Many individuals are hesitant to invest in the stock market because of the large gaps in prices talked about in the news. It is not totally uncommon to see a stock that closed the previous session at $55 open the next trading day at $40. This kind of volatility can result in massive losses, but this is the risk that all investors take when trying to make money in the stock market.

Regardless of the type of order placed, gaps are events that cannot be avoided. For example, assume you hold a long position in XYZ Co. It is trading at $55, and you place a stop-loss order at $50. Your order will be entered once the price moves below $50, but this does not guarantee that you will be taken out at a price near $50. If XYZ's stock price gaps lower and opens at $40, your stop-loss order will turn into a market order and your position will be closed out near $40 - rather than $50, like you had hoped. On the other hand, if you decided to enter a limit order to sell at $50 (instead of the stop-loss discussed above) and the stock opened the next day at $40, your limit order would not be filled and you would still hold the shares.

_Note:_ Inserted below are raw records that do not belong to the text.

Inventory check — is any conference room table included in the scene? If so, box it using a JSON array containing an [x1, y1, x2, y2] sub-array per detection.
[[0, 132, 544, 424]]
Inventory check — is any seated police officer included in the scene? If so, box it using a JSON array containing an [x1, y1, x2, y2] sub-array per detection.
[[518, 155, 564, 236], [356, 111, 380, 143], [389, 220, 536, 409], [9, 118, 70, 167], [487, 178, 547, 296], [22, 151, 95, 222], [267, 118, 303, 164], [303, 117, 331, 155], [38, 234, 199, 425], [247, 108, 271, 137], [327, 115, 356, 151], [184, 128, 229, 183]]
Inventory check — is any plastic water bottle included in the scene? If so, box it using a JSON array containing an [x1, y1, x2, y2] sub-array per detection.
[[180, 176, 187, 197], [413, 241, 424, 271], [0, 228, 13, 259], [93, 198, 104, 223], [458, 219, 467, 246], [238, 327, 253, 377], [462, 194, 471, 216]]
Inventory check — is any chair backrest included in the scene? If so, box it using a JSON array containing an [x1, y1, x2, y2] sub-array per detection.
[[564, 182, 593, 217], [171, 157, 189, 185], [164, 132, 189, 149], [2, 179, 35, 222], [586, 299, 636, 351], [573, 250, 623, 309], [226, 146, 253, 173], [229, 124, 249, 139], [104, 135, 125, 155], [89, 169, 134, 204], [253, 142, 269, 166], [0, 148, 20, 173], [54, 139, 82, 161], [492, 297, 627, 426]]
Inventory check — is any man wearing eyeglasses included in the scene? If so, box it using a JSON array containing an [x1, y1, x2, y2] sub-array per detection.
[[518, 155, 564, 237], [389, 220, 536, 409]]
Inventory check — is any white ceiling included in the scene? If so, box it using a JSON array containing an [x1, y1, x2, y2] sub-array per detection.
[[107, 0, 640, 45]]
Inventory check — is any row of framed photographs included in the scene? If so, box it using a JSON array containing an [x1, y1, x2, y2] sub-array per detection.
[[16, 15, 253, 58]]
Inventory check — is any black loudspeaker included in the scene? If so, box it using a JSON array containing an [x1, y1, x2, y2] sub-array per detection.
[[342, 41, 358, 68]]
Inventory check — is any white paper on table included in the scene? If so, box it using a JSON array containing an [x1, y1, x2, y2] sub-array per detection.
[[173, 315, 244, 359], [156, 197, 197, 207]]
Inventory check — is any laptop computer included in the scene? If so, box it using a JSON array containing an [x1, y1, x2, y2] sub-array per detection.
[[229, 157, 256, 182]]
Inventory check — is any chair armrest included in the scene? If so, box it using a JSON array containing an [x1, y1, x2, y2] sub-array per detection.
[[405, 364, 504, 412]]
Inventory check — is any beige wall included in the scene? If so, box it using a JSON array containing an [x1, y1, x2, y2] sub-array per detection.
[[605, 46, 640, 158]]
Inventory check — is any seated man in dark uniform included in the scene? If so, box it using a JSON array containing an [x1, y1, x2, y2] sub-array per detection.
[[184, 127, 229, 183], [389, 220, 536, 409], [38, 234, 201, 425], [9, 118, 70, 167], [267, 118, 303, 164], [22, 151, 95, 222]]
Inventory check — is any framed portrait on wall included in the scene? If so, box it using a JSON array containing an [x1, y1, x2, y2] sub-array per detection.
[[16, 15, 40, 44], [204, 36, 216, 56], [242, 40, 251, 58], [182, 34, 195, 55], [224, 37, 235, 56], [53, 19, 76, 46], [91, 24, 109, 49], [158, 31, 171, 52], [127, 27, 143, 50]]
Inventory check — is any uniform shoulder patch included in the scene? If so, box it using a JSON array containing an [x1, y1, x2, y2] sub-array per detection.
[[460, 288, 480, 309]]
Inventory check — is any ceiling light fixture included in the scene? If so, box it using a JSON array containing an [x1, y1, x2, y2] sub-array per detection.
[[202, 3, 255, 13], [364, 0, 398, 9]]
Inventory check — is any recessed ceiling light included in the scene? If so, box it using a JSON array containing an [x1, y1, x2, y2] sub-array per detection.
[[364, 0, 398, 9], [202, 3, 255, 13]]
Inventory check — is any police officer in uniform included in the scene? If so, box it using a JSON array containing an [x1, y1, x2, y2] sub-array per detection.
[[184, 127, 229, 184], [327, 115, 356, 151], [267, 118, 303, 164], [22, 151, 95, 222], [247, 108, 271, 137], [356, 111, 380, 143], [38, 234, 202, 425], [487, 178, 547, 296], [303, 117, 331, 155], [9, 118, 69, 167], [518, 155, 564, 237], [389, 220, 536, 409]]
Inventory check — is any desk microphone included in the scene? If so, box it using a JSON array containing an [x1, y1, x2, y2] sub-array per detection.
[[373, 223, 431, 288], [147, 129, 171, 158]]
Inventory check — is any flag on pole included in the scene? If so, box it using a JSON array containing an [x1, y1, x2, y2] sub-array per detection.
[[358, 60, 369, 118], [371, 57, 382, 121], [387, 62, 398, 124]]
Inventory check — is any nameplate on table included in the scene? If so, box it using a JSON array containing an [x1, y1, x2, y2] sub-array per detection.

Watch: How Do Limit Orders Work?

As you can see, if you are worried about a gap down in price, you may not want to rely on the standard stop-loss or limit order as protection. As an alternative, you can purchase a put option, which gives the purchaser the right but not the obligation to sell a specific number of shares at a predetermined strike price. Holding a put option is a good strategy for traders who are worried about losses from large gaps because a put option guarantees that you will be able to close the position at a certain price.